There is an interesting battle, or maybe more appropriately balancing act happening within the new album between some clear-eyed realism about things and what feels like genuinely positive energy. To Become, a pulsing, dark club number, is hardly a positive track, and the aggression in the hard-edge techno of the quite thrilling Call Them Up. However, there is an opportunity to open up, to release, which is an act of optimism that wasn’t so obvious on the first album.


“It’s funny you say it feels positive because a lot of it, what I was writing about, didn’t necessarily feel positive. But opening up about it, and exploring that stuff, is a positive thing,” Jones says. “Even when Call Them Up is a really heavy, aggressive sounding track, it’s about imminent change, which is a positive thing.”


The other opening up is stylistically, with Jones willing to go anywhere the song might take them. That includes going somewhere as gentle and straight out pop as the extremely attractive Supermarket Riots, which might surprise fans, and in all cases, not hedging their bets but committing to the style and the sound.

“On my previous albums and stuff I felt like I was taking influences from different styles and trying to fit a lot of them into each track. I guess my approach with this new album was I’m into techno and club music now, and even though I’m more known for being a pop writer, I saw these as exercises for myself to show I could do that. I also had to let go of stuff,” explains Jones.


“When I started writing music I wasn’t a huge fan of pop music and I was pulled to make things that are weird or more experimental. Now with this album I sort of have allowed myself to indulge in pop more than I ever have.”


The final part of this Lupa J puzzle is the visual element. While the latest clip, for This Suburb, was made by Kat Silverosa – though edited by Jones - they have used film clips and photos as not just a way to market the song but as part of the overall concept from the start. In some ways it’s like how Natasha Khan approaches her Bat For Lashes projects or Grimes creates her packages: the visuals are part of the creative process, not the bit you add at the end.


“I’ve always been interested in visual stuff as much is music, from a young age. The very first song of mine I put online I made a clip all myself and it’s always been something that I do simultaneously. Grimes has always been a huge influence on that sort of thing.”


It’s worth noting, if it’s not already clear, that since the first album, Jones has confirmed an identity as non-binary, with they/their pronouns. How much of this clarity in all aspects of their life, is connected to the clear eyed direction of this album?


“I only [recently] publicly came out as non-binary - and I’m not fussed about non-binary or gender queer or whatever: there are a whole lot of words you can use for that - but I thought about it for quite a while, and came to different conclusions about it,” says Jones. “I’ve been going by those pronouns in my close circle of friends for a while, but, I don’t know, for a while I had this feeling that as a female artist, and one who was really feminist about being a producer, that I had an obligation to exist still, and not choose my pronouns, as a female.
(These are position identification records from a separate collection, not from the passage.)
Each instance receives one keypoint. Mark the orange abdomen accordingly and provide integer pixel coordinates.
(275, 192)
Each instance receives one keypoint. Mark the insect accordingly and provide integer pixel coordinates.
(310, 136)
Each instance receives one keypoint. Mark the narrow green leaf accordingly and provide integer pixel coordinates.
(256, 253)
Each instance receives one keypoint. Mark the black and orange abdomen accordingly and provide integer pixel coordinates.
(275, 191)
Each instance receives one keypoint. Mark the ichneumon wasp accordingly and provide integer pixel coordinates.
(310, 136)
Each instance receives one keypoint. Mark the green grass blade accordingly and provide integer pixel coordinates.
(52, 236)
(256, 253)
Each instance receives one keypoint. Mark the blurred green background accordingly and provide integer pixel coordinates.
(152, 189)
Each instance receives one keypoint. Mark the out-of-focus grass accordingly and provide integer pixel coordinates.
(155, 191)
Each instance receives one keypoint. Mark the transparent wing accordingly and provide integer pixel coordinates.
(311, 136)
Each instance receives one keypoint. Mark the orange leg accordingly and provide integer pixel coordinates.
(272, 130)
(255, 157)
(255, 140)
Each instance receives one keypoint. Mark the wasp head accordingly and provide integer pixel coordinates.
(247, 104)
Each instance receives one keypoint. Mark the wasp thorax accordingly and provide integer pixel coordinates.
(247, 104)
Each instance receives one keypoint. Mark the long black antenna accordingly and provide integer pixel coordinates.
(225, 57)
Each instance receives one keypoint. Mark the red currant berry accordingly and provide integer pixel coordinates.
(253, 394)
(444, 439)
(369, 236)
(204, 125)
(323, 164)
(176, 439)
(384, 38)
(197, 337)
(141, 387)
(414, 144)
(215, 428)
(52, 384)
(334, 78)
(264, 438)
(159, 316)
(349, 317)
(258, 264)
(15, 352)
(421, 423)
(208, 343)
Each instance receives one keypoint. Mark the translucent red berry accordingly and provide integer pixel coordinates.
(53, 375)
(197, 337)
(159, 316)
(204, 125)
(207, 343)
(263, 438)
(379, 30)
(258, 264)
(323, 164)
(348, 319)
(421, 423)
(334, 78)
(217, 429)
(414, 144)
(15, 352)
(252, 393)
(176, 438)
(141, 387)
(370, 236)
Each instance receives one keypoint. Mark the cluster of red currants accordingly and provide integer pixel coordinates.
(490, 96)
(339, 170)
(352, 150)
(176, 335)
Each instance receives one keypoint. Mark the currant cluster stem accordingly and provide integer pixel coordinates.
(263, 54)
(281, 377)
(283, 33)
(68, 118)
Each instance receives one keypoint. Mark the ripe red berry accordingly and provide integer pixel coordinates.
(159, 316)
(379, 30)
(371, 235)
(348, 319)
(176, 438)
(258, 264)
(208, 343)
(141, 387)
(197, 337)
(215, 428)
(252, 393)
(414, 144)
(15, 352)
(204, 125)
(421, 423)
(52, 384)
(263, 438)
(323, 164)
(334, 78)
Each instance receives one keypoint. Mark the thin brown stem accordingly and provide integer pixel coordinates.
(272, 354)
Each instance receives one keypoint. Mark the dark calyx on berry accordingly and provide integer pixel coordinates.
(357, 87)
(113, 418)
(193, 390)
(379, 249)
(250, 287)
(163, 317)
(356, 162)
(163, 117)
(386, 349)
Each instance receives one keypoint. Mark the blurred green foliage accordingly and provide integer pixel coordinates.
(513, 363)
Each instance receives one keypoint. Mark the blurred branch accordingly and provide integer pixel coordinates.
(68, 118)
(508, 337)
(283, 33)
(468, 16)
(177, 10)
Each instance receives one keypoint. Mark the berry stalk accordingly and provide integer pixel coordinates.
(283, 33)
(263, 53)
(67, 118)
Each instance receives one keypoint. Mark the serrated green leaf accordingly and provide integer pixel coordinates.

“I think that prevented me from wanting to do anything for a while, but I came to a point where I was like, actually, if I do feel comfortable in this and, publicly, that’s going to help a whole other range of people.”


It’s a balancing of control and no control. Conformity and freedom.


“It’s not the main thing with the album at all but it is present in the album’s overall themes of feeling like I’ve in the past not recognised myself completely because I’m trying to be accepted by other people.”


As Lupa J sang only two years ago, “it’s not enough for me anymore”.


To Breathe Underwater is out on November 13.